Cryptocurrency is treated as property by the IRS. When you sell crypto at a loss, you have a capital loss that can offset capital gains dollar-for-dollar. If losses exceed gains, up to $3,000 can be deducted against ordinary income per year. Remaining losses carry forward indefinitely. Crypto is NOT subject to the wash-sale rule.
Getting the deduction right is not just about whether it is allowed — it is about how you set it up.
You must have actually sold or disposed of the cryptocurrency at a loss. Unrealized losses (still holding) are not deductible.
Track all crypto transactions -- purchase date, purchase price, sale date, sale price. Use crypto tax software (CoinTracker, Koinly, TaxBit).
Report all transactions on Form 8949. Calculate net gains and losses. Deduct net losses on Schedule D. Carry forward excess losses to future years.
Do not forget to report gains as well as losses. Do not assume crypto is untraceable -- the IRS receives 1099s from exchanges.
Tax loss harvest before December 31 -- sell losing positions to realize losses. Immediately repurchase (no wash-sale rule for crypto). Use losses to offset capital gains from stocks or real estate.
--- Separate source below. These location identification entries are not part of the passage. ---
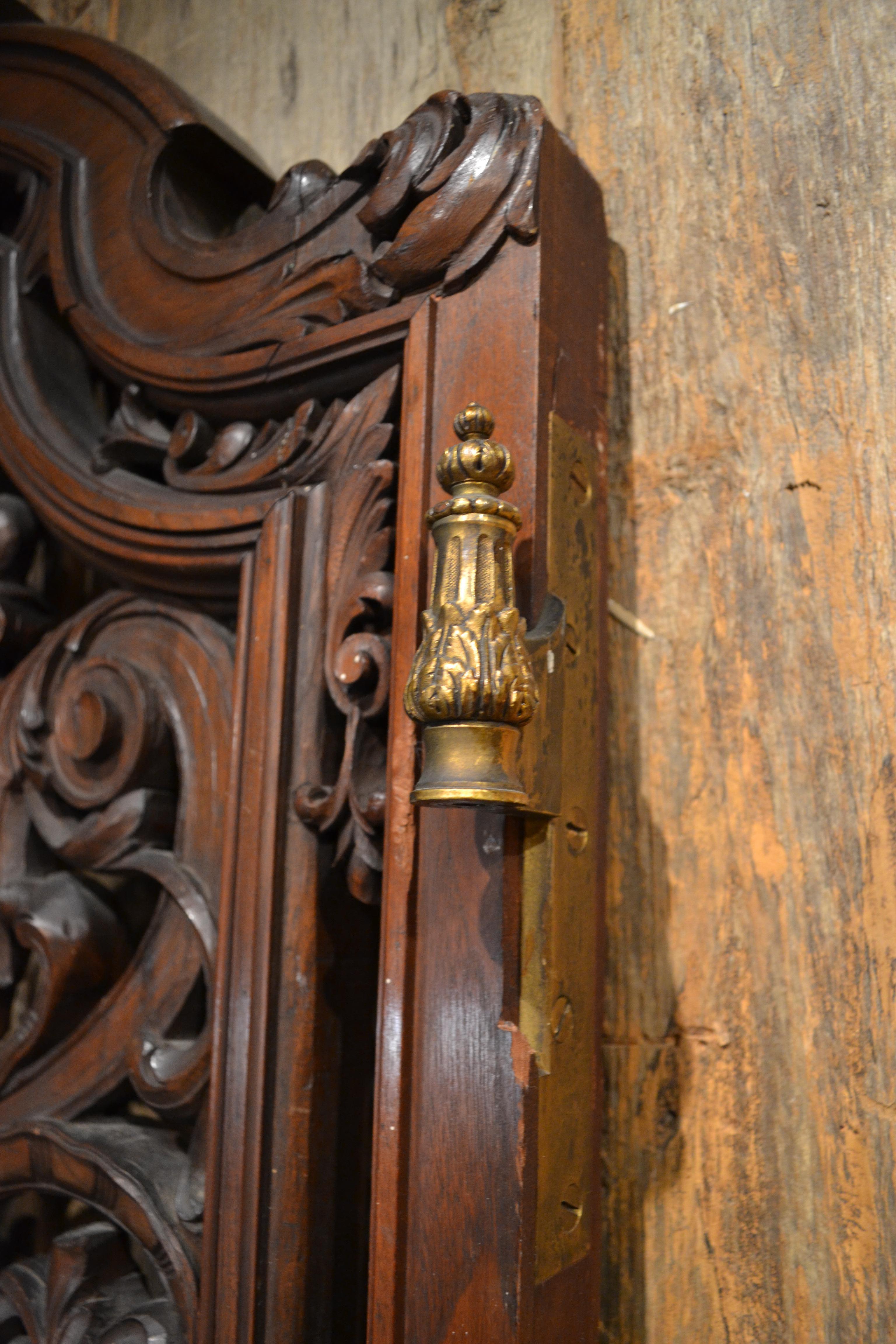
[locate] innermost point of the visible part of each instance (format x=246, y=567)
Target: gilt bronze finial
x=472, y=683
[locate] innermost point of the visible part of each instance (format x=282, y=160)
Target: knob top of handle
x=476, y=460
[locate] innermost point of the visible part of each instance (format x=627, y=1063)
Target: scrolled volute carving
x=113, y=742
x=358, y=643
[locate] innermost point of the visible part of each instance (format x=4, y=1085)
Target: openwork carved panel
x=256, y=1013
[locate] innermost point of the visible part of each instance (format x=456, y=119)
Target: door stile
x=455, y=1237
x=389, y=1178
x=236, y=1296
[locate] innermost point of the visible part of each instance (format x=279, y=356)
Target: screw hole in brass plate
x=577, y=831
x=570, y=1209
x=581, y=484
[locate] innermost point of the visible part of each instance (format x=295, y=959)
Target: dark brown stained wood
x=240, y=979
x=558, y=326
x=236, y=1250
x=469, y=1085
x=389, y=1182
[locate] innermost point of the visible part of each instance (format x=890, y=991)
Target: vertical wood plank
x=397, y=967
x=244, y=991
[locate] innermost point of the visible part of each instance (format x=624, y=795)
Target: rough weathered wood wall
x=749, y=160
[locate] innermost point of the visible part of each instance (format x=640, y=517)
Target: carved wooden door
x=265, y=1068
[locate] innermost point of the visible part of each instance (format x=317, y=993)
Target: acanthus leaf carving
x=127, y=1272
x=115, y=736
x=356, y=648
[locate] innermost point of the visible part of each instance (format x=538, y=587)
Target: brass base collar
x=471, y=763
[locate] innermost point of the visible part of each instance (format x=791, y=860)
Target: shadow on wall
x=645, y=1069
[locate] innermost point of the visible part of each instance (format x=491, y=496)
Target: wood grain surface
x=746, y=158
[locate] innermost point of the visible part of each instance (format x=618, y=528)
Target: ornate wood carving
x=115, y=744
x=178, y=267
x=205, y=378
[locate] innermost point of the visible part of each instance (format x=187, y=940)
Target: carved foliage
x=115, y=742
x=356, y=651
x=124, y=1277
x=312, y=445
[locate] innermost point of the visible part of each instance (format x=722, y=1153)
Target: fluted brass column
x=472, y=682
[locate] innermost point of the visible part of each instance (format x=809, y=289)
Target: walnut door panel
x=262, y=1070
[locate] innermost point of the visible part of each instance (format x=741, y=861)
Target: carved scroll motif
x=115, y=744
x=140, y=251
x=356, y=651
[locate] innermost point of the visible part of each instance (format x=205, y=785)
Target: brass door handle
x=472, y=682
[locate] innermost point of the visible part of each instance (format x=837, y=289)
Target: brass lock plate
x=561, y=898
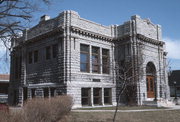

When structured correctly, this deduction can significantly reduce your taxable income.
Here is how this deduction typically works in real situations:
A freelancer bought $50,000 of Bitcoin and sold it for $30,000, realizing a $20,000 loss.
A business owner has $50,000 in stock gains and $40,000 in crypto losses.
A crypto investor fails to report any transactions, assuming crypto is anonymous.
Key Takeaway: The difference between a valid deduction and a denied one usually comes down to documentation, usage percentage, and proper structuring. The same expense can be fully deductible, partially deductible, or not deductible at all — depending on how it is handled.
Yes -- crypto losses are capital losses. They offset capital gains first, then up to $3,000 of ordinary income per year, with unlimited carryforward.
No -- as of 2024, the wash-sale rule does not apply to cryptocurrency. You can sell at a loss and immediately repurchase without losing the deduction.